# Shrimp Stratum



## action20 (Jul 17, 2013)

Not currently using Shrimp Stratum in my tank that has mostly shrimp, along with 2 snails and 2 frogs...

Should i slowly transition my tank over to this? Or just place it over the small gravel currently in the tank?


----------



## Raymond S. (Jan 11, 2013)

I presume you mean Fluval Shrimp Stratum. Seems very expensive to me. I bought a bag to use for an other purpose
and never used it. Businesses get huge discounts from shippers and when I(not a business) asked U.S.P.S. and UPS
for a price to ship the bag to someone on the forum they gave me rediculas prices of 12 something and 16 something.
And the package weighed 4.7lb...LOL...
Seems like(and I say seems because I didn't try it) it's extremely light and likely to get caught in a filter due to it
being easily stirred up into the water. I'd try it in a corner perhaps in the front so you can watch to see if the shrimp
babies are actually using it to hide in like it advertises. But a corner as far away from the filter as possible.
I'd remove the gravel from that aria to get the results projected as using it over some would have it filling the aria's
between the pieces of the gravel. I think it would be good for a breeder but don't really see it as something I'd want
in my tank. I can't imagine being able to vacuum it either...it very fine particles mostly. 
Actually/really, if I wanted to try it I'd look in a Hobby Lobby or other suitable store for a square glass candle dish
which I could put in one corner and put this stuff in it to watch and see if the shrimp actually use it as promoted.
That way you could always remove it at will. Something maybe 2" deep.
I'm just trying to imagine how I would try it if I didn't have say a 5G tank without anything in it that I could try
it in first before I used it in my regular tank.


----------



## jccaclimber2 (May 6, 2012)

Unless you're breeding caridina (not neocaridina) I wouldn't worry about it.

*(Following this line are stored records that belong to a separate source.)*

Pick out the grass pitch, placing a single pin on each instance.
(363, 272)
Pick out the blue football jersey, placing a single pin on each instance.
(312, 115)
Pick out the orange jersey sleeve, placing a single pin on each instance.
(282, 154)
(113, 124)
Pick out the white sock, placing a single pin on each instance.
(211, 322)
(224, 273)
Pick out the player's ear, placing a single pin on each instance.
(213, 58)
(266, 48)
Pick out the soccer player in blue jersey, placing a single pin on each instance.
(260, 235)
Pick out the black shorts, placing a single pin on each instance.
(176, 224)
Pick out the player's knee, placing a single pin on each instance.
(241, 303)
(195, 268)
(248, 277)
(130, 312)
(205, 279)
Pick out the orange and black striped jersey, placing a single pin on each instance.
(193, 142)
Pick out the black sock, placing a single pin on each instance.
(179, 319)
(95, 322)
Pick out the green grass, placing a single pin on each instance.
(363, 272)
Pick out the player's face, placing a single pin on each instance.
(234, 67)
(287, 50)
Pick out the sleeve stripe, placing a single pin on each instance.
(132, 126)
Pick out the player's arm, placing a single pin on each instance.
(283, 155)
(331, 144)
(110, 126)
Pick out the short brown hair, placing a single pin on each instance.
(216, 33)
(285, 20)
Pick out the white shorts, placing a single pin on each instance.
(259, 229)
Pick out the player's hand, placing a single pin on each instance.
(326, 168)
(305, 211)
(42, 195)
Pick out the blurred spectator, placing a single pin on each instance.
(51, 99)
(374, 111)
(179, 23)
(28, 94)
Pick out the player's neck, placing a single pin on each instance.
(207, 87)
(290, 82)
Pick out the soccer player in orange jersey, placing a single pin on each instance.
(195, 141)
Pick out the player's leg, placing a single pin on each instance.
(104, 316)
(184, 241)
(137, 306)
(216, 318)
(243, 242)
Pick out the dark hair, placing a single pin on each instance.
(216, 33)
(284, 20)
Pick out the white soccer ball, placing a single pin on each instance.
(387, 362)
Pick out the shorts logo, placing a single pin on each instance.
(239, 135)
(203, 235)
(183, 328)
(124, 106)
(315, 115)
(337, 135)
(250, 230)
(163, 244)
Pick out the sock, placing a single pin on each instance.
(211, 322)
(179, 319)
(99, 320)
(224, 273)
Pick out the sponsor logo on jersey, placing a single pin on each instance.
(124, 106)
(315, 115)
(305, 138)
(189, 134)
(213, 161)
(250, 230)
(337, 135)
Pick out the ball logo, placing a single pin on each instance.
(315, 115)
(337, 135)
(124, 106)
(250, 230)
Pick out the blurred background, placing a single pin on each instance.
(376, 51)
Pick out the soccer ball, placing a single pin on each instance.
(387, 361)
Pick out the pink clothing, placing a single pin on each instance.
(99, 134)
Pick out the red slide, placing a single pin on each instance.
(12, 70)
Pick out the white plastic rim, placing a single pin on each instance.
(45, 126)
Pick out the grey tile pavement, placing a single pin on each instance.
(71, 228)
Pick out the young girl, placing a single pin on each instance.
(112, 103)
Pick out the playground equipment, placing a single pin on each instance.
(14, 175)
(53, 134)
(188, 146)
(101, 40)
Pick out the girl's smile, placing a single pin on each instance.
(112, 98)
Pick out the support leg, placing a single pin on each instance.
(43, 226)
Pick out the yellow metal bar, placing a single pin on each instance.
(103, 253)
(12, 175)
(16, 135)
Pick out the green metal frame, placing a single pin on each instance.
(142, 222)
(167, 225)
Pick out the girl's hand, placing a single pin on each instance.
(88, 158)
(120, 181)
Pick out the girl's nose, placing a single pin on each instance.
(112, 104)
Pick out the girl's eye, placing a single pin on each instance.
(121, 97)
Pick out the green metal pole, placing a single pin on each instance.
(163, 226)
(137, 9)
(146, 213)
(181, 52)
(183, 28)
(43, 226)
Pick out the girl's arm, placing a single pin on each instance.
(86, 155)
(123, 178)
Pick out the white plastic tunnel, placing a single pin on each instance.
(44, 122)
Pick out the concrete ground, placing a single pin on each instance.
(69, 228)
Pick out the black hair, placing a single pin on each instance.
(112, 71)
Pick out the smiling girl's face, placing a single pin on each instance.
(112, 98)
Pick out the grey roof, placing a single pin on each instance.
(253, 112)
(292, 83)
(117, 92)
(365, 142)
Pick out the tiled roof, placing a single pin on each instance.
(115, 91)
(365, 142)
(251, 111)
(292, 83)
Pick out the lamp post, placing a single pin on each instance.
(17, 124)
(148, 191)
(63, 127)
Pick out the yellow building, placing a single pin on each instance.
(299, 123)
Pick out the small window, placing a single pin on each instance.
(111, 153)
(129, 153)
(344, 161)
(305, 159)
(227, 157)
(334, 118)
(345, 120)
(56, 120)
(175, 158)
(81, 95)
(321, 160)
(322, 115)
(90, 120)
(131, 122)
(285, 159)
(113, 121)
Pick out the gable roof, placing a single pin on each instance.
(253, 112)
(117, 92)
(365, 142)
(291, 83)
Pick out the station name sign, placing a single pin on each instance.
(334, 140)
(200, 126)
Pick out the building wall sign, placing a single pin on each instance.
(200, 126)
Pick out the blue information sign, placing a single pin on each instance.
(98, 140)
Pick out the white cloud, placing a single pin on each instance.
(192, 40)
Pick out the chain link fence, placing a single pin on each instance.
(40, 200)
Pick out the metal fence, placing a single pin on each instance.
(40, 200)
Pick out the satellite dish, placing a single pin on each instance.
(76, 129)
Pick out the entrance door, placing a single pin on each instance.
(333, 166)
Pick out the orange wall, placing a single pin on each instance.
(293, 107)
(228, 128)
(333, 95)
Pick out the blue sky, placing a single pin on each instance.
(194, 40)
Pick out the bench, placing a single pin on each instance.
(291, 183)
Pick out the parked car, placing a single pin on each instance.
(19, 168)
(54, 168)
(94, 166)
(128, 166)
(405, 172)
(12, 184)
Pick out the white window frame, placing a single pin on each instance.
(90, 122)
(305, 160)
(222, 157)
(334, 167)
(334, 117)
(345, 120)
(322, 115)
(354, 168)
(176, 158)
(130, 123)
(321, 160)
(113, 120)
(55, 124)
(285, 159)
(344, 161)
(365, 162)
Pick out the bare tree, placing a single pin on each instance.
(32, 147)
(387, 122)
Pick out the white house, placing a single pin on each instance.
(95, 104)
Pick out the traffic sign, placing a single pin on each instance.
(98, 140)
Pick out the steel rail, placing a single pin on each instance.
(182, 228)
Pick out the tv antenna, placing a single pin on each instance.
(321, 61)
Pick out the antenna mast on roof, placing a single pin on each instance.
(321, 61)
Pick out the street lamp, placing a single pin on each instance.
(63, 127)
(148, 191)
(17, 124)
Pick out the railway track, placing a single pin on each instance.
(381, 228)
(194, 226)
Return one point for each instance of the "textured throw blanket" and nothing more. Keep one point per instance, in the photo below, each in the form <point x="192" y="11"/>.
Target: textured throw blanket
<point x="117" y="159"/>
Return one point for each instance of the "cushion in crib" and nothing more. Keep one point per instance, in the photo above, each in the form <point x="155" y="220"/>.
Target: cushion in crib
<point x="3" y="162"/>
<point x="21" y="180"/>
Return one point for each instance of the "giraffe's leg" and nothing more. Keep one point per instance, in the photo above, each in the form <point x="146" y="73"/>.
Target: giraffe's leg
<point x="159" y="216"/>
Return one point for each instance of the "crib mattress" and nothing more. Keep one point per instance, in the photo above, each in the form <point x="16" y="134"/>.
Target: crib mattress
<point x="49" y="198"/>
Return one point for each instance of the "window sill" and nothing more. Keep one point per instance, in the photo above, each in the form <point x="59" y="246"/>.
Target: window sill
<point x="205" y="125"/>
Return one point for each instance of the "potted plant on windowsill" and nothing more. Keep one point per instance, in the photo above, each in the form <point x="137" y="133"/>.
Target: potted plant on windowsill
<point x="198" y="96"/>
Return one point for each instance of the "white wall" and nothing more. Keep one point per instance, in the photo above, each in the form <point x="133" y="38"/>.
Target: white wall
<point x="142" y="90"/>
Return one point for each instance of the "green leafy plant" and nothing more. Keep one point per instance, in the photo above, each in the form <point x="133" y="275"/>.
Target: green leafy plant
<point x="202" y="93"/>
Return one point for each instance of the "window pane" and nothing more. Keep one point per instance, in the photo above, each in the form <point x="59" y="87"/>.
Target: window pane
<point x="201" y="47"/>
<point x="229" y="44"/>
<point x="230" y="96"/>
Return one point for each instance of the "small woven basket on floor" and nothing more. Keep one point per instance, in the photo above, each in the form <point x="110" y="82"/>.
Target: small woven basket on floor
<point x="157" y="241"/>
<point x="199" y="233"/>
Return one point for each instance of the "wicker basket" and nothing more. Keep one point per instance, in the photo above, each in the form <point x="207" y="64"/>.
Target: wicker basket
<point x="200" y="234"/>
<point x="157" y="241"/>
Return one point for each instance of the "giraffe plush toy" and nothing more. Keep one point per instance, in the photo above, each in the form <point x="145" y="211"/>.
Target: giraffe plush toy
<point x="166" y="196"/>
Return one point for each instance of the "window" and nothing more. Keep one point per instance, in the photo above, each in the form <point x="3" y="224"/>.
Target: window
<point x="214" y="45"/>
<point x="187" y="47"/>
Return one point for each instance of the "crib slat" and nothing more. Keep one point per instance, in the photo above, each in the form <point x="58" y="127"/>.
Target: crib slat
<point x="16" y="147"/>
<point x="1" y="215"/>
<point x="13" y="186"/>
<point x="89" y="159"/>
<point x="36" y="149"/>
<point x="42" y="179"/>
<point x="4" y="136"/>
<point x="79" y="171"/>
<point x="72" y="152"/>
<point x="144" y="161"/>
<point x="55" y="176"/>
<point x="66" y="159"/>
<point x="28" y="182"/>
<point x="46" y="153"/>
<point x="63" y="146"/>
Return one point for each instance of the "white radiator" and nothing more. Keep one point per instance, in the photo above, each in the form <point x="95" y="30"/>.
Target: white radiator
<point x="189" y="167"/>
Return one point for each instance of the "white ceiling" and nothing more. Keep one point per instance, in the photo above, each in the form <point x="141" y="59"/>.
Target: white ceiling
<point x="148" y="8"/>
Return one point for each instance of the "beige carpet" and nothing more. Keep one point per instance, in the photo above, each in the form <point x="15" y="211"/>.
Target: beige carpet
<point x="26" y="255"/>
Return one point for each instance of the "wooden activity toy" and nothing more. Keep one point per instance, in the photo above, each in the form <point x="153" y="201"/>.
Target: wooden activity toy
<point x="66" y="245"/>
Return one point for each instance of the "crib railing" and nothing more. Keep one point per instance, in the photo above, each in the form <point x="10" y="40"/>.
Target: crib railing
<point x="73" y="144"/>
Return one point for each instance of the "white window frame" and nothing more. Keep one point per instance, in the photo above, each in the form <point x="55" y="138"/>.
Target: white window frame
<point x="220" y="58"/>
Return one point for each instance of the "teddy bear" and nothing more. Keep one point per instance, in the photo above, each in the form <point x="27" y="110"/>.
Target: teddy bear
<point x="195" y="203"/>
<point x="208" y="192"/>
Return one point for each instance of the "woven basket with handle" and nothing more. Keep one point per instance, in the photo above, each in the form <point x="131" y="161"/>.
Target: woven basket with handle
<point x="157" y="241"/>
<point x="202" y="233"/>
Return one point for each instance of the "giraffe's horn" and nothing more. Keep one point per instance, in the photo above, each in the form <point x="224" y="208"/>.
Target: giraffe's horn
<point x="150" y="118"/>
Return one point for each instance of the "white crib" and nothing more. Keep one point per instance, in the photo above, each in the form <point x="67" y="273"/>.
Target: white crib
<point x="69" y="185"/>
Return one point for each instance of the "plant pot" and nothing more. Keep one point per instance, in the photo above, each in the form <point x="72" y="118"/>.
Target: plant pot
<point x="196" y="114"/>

My shrimp do quite well in a variety of substrates (not the least of which has been straight sand).
If you want a color change then (well rinsed) play sand or black blasting sand look nice and are easy to clean.
If you do still want to use the Shrimp Stratum then as long as your filter is doing well I wouldn't feel bad about replacing it all at once:
Fish in one bucket with the decorations. 
Keep the filter wet, don't clean it.
Old substrate out, vacuum the bottom.
New substrate in.
Dechlor water in.
Return filter.
Return decorations.
Return fish.
Skip feeding for a day.

Some substrates (namely ADA AS) release ammonia when new, make sure this isn't one of them.


----------



## jccaclimber2 (May 6, 2012)

I find that yogurt containers cut to a shorter height make great test vessels for substrate experiments. Margerine tubs or any other packaged food container of about that size and shape would work as well.


----------



## jrman83 (Jul 9, 2010)

Bottom line is, the shrimp don't "need" a special substrate. They will be fine in what you have. That stuff is designed to help draw down the ph and will slowly loose the effect over time. If you don't have shrimp that are real particular, like the ones mentioned, I wouldn't worry about it. If you just want a different color I could see doing it for that.

I have two bags of that stuff that I am going to re-do a tank of mine with.


----------



## action20 (Jul 17, 2013)

Thanks...sounds like I don't need it then...If I do decide to do it, I'll probably use the bottom of a terra cota pot to place some in.


----------



## TheShrimpFarm.com (Apr 28, 2011)

I agree with the others....you don't HAVE to have it. Especially ones like the red cherry shrimp. They don't care what's in there.... 

I use it, though, in may of our tanks just to help with ph control and the babies DO like hiding out in it. But you def can't vacuum it. Also, I have had it in tanks with some strong filters and it didn't move. So it won't get sucked up.

Good Luck!


----------